CMYK mode (--cmyk) converts the rendered RGB output to CMYK using the system CMYK ICC profile (the same profile used for DeviceCMYK color management). The ICC profile is embedded in the TIFF for downstream color management. If no CMYK profile is found, output falls back to RGB with a warning. Use --cmyk-profile to specify a custom profile.

Note: Most Linux image viewers (Evince, Okular, Gwenview) do not properly color-manage CMYK TIFFs. Use GIMP for accurate CMYK viewing on Linux.

Qt Display (-d qt)

Opens an interactive display window. This is the default device when Qt is available.

  • In interactive mode, the window updates live as PostScript commands are entered.
  • In batch mode (with an input file), the window updates on each showpage.
pf document.ps                           # Opens Qt window

See Using the Qt Display Window below for controls and keybindings.

Output File Naming

File-based devices (PNG, PDF, SVG, TIFF) save output to a pf_output directory in the current working directory. The directory is created automatically if it does not exist. Use --output-dir to specify a different location.

Output files are named using the pattern:

{base_name}-{page_number}.{extension}

The base name comes from:

  1. The -o filename (without extension), if specified
  2. The input filename (without extension), otherwise
  3. page in interactive mode

Examples:

Command Output Files
pf -d png input.ps pf_output/input-0001.png
pf -o result.png input.ps pf_output/result-0001.png
pf --output-dir renders -d png input.ps renders/input-0001.png
pf -d pdf input.ps pf_output/input-0001.pdf
pf -d svg input.ps pf_output/input-0001.svg

Multiple Input Files

Multiple PostScript files can be passed on the command line. Each file runs as a separate job within the interpreter's job server, which provides VM isolation between files via save/restore encapsulation:

pf -d png file1.ps file2.ps file3.ps

Using the Qt Display Window

The Qt display window is PostForge's default output device. It renders PostScript pages at high resolution and provides controls for navigating multi-page documents, zooming, and panning.

Page Navigation

Each showpage in the PostScript program pauses rendering and waits for input.
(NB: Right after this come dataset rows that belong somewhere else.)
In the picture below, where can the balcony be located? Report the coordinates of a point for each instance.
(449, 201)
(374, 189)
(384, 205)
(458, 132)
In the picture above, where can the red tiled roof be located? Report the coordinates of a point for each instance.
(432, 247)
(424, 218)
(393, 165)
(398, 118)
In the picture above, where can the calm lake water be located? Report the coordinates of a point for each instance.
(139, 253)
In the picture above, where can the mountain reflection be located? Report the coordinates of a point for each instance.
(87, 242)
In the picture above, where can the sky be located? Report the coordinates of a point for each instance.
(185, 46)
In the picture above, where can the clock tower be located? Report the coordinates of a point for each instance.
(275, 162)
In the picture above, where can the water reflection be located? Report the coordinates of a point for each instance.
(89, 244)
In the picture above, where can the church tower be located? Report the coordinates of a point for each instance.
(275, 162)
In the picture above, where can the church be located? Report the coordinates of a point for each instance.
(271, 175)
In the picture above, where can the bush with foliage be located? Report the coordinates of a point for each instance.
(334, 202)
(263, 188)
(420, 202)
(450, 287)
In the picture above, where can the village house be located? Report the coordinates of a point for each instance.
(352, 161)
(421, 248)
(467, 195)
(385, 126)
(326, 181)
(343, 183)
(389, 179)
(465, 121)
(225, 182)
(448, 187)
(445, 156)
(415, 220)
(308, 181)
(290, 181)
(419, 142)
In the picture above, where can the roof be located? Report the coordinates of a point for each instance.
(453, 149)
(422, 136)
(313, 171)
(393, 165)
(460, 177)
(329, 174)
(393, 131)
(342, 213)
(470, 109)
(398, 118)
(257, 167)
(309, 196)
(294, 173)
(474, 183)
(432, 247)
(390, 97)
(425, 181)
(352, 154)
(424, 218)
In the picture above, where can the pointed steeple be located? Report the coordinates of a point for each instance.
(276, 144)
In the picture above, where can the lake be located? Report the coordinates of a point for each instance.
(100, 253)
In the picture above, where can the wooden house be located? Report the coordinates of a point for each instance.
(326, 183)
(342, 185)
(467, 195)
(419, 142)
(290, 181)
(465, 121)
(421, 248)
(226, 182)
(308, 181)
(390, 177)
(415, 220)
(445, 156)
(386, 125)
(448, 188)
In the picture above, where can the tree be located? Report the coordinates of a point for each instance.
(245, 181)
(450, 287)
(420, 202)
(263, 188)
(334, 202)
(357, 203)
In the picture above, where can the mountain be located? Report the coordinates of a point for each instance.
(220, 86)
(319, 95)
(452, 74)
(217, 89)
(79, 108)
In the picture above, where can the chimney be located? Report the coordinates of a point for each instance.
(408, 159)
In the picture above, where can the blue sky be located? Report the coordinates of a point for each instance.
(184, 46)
The window title changes to indicate the current state:

Title Meaning
PostForge Rendering in progress
PostForge - Press any key to continue... Waiting at a page break
PostForge - Press Q or close window to exit Last page reached

Press any key (other than the view controls listed below) to advance to the next page. After the last page, the window stays open until you press Q, Escape, or close it.

Keyboard Controls

Key Action
Any key Advance to next page (when waiting at a page break)
+ or = Zoom in (25% per step, up to native resolution)
- Zoom out (25% per step, minimum 0.1x)
0 Reset zoom and pan (fit page to window)
Arrow keys Pan the view (50 pixels per step)
Q Quit PostForge
Escape Quit PostForge

The view control keys (+, -, 0, arrow keys) do not advance the page — they only adjust the view.

Mouse Controls

Action Effect
Scroll wheel up Zoom in, centered on the cursor
Scroll wheel down Zoom out, centered on the cursor
Click and drag Pan the view
Double-click Reset zoom and pan (same as pressing 0)

View Behavior

  • Pages are automatically scaled to fit the window while preserving aspect ratio.
  • Zooming centers on the mouse cursor position (scroll wheel) or the window center (keyboard).
  • The window renders at screen resolution by default, or at the resolution specified with -r.
  • Closing the window with the window's close button exits PostForge immediately.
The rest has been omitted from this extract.